Paleoaltimetry of ancient mountain belts using paleobotany and stable isotopes
Until recently, geology lacked methods for estimating paleo-altitudes of ancient terrain. Yet, changes in elevation offer one of the most diagnostic constraints on processes occurring in the mantle beneath growing mountain ranges. Accordingly, we undertook the study of possible methods for constraining paleoaltitudes, first using paleobotany [Forest et al., 1995, 1999] and later with oxygen isotopes.
The basis for the work using paleobotany includes Wolfe’s lifelong effort to exploit leaf physiognomy to constrain environmental parameters, such as mean annual temperature and measures of the moisture content in the atmosphere. We exploited Wolfe’s data base to estimate moist enthalpy (per unit mass): H = Cp T + Lv q; where H is moist enthalpy; Cp is heat capacity at constant pressure; T is temperature (in Kelvins); Lv is latent heat of vaporization, and q is specific humidity. Then, we use the moist static energy (per unit mass), h, which is a thermodynamically conserved quantity as air moves across mid-latitudes, and h = H + g Z, where g is gravity, Z is elevation, so that g Z is potential energy per unit mass. Thus, estimates of H at different sites along a latitude should give g times the difference in elevation [Forest et al., 1995, 1999].
Applications of this approach to western North America show that in early Cenozoic time, most of the west was at least as high as it is today [Wolfe et al., 1998]. The Basin and Range Province of Nevada was 1-2 km higher than today, as one might expect from the analogy with the present-day Andes [Wolfe et al., 1997].
Among quantities sensitive to elevation, oxygen isotopes offer a potentially more reliable approach than paleobotany. 18O fractionates preferentially into water vapor, and that fractionation depends on temperature so that with decreasing temperature, water vapor becomes increasingly depleted in 18O. Work of Kate Gregory-Wodzicki using paleobotany had shown that as recently as 10 Ma, the Central Andes lay no higher than 1600 m (compared with ~4000 m today) and more likely only at 1000 m. Measurements of 18O in carbonate sediment from the Central Andes corroborated Gregory-Wodzicki’s results and showed that the region rose ~3000 m in the short period between ~10 ands 6.8 Ma [Garzione et al., 2006].
Molnar is not pursuing work on this topic currently, but he is engaged with others who know this well. See theNorthern Tibet Project.
Forest, C. E., P. Molnar, and K. A. Emanuel (1995), Palaeoaltimetry from energy conservation principles, Nature, 374, 347-350.
Forest, C. E., J. A. Wolfe, P. Molnar, and K. A. Emanuel (1999), Paleoaltimetry incorporating atmospheric physics and botanical estimates of paleoclimate,Geol. Soc. Amer. Bull., 111, 497-511.
Garzione, C. N., P. Molnar, J. C. Libarkin, and B, MacFadden (2006), Rapid Late Miocene rise of the Bolivian Altiplano: Evidence for removal of mantle lithosphere, Earth Planet.

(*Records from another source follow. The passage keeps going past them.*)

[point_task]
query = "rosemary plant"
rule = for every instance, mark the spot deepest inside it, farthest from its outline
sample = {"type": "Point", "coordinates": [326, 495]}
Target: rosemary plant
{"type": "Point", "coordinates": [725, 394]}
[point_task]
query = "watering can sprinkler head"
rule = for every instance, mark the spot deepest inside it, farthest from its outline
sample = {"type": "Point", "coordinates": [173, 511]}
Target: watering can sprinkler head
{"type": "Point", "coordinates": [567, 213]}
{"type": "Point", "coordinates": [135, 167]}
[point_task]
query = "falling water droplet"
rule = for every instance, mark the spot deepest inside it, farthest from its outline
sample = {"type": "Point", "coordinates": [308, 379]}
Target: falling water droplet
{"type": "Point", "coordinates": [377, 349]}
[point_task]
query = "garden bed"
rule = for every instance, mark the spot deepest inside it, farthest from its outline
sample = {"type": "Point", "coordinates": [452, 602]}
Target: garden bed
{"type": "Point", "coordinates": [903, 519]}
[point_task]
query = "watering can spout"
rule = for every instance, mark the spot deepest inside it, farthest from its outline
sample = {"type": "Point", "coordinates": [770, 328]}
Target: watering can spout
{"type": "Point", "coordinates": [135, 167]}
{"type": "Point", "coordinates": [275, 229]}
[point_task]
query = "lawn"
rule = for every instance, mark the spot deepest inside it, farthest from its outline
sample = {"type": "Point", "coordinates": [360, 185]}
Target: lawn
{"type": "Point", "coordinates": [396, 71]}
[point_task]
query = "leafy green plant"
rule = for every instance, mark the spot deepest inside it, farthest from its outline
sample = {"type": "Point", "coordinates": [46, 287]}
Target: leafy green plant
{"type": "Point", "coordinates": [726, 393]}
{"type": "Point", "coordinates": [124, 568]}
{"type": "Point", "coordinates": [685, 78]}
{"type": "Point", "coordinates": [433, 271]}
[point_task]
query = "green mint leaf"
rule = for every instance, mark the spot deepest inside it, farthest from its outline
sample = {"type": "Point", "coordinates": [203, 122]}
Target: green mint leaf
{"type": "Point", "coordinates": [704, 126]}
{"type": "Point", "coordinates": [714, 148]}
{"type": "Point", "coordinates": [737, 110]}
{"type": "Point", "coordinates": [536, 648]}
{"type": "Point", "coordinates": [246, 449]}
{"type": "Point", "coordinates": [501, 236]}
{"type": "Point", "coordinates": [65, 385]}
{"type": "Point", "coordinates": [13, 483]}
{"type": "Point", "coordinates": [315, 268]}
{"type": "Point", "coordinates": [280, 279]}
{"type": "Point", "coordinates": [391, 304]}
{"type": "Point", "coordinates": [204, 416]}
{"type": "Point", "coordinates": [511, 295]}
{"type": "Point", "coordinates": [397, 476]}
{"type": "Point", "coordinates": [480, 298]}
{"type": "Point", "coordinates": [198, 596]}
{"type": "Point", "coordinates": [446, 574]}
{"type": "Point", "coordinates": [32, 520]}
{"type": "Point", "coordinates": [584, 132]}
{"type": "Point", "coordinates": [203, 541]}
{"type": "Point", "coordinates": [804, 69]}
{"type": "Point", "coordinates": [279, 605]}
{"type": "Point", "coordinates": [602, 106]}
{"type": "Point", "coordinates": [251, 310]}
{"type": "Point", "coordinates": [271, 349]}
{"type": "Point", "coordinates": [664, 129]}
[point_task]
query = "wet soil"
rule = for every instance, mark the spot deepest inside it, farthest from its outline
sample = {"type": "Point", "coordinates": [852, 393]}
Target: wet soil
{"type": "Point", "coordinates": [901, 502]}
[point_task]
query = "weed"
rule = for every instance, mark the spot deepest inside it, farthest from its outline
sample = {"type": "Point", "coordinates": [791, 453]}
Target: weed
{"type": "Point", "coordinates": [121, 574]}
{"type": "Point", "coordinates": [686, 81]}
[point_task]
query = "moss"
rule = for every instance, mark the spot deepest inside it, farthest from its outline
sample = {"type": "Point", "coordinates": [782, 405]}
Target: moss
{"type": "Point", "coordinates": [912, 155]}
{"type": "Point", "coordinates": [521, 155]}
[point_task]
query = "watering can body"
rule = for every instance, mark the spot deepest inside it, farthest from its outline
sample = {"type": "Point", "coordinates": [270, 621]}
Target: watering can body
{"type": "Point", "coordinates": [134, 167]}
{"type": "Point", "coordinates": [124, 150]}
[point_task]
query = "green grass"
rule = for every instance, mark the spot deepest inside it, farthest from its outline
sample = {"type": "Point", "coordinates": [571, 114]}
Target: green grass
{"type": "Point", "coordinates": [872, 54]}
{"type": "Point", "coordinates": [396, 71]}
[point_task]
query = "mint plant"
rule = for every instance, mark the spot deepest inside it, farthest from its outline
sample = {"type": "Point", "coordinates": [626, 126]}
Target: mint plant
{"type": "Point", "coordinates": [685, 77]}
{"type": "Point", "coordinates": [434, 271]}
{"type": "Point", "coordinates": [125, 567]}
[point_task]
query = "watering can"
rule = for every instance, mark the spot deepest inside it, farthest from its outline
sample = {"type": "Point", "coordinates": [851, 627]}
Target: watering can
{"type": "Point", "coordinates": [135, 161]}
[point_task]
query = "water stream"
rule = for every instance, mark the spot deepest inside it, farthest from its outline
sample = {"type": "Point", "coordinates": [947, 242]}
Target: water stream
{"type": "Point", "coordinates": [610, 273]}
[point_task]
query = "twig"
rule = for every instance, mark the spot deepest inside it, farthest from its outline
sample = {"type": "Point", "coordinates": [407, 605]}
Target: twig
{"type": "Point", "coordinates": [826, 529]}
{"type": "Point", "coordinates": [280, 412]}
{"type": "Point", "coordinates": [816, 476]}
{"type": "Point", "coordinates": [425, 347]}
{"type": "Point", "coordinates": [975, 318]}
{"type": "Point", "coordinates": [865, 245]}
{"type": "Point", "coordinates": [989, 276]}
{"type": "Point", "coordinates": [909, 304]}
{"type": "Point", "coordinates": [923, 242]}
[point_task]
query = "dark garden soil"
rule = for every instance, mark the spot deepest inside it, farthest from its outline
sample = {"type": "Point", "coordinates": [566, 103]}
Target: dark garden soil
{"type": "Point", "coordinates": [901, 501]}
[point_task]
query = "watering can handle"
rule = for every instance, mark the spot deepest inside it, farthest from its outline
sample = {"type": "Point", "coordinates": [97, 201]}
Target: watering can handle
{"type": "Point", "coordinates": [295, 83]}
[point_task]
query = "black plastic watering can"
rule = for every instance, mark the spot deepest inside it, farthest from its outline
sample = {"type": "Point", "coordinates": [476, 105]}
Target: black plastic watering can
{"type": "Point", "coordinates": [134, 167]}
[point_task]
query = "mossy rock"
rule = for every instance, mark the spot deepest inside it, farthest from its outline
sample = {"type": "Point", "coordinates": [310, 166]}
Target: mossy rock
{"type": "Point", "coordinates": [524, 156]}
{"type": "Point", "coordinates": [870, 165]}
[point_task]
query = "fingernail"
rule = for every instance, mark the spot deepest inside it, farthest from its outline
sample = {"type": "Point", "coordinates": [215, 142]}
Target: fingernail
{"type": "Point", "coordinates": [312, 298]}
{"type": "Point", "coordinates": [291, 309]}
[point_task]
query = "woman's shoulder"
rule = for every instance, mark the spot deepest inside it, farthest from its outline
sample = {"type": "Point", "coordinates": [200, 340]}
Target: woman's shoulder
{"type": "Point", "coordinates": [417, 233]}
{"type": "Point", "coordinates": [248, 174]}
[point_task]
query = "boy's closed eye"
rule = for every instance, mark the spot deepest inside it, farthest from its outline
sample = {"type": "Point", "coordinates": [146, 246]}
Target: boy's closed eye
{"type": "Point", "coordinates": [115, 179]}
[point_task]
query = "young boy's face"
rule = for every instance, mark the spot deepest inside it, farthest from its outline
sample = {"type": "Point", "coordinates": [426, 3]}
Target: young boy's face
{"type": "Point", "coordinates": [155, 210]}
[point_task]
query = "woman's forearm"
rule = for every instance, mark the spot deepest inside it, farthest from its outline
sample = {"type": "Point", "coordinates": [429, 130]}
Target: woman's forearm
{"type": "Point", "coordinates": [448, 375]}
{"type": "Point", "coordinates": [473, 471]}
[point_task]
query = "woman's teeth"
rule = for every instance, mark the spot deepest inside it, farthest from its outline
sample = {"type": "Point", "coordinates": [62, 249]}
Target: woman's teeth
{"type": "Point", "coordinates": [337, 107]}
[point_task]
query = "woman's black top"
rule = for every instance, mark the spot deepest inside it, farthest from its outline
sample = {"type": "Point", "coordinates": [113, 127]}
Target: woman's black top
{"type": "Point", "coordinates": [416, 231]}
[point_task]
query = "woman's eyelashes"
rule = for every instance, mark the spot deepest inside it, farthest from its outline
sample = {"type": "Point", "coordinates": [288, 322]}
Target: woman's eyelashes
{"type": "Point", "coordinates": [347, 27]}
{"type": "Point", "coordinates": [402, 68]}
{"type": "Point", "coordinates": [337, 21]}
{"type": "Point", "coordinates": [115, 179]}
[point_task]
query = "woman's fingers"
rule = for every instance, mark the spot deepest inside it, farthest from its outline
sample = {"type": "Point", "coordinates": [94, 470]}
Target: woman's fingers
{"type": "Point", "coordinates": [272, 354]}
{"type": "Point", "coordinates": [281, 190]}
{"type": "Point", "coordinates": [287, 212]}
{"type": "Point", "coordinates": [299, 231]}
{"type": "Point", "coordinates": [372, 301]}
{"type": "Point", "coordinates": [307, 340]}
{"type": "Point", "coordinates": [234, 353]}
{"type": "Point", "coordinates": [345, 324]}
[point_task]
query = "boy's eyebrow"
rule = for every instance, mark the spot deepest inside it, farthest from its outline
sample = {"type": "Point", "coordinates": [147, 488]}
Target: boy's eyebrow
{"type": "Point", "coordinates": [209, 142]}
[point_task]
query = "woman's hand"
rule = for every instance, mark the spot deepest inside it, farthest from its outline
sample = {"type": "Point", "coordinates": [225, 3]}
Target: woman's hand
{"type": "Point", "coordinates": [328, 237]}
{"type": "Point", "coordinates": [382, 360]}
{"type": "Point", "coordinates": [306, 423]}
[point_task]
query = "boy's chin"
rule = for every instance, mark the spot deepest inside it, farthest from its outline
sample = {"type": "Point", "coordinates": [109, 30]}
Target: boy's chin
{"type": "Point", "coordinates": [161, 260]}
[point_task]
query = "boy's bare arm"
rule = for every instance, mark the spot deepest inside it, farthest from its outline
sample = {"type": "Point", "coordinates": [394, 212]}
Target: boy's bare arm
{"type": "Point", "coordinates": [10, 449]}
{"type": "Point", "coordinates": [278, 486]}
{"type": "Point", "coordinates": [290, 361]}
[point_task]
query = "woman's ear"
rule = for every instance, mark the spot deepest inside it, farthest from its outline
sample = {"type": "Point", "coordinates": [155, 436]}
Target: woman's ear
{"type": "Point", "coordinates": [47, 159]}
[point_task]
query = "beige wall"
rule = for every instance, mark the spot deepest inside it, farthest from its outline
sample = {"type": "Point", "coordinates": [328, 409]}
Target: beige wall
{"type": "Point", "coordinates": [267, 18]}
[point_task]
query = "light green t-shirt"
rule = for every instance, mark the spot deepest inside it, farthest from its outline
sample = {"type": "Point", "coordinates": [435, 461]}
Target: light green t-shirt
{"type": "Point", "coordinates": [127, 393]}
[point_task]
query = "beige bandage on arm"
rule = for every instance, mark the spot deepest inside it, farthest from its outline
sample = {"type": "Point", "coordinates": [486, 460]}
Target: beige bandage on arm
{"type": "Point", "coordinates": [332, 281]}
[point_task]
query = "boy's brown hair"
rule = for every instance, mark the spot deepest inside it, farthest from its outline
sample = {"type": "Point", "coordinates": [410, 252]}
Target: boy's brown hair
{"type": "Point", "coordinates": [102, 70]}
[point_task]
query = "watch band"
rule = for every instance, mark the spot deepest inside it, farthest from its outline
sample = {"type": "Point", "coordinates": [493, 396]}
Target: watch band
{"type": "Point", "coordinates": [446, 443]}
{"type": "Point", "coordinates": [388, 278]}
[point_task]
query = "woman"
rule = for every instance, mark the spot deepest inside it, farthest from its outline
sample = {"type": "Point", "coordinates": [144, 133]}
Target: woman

Sci. Lett, 241, 543-556.
Molnar, P; Houseman, GA; England, PC (2006), Earth science - Palaeo-altimetry of Tibet. Nature, 444 (7117) E4-E4, doi: 10.1038/nature05368
Wolfe, J. A., H. E. Schorn, C. E. Forest, and P. Molnar (1997), Paleobotanical evidence for high altitudes in Nevada during the Miocene, Science, 276, 1672-1675.
Wolfe, J. A., C. E. Forest, and P. Molnar (1998), Paleobotanical evidence of Eocene and Oligocene paleoaltitudes in midlatitude western North America,Geol. Soc. Am. Bull., 110, 664-678.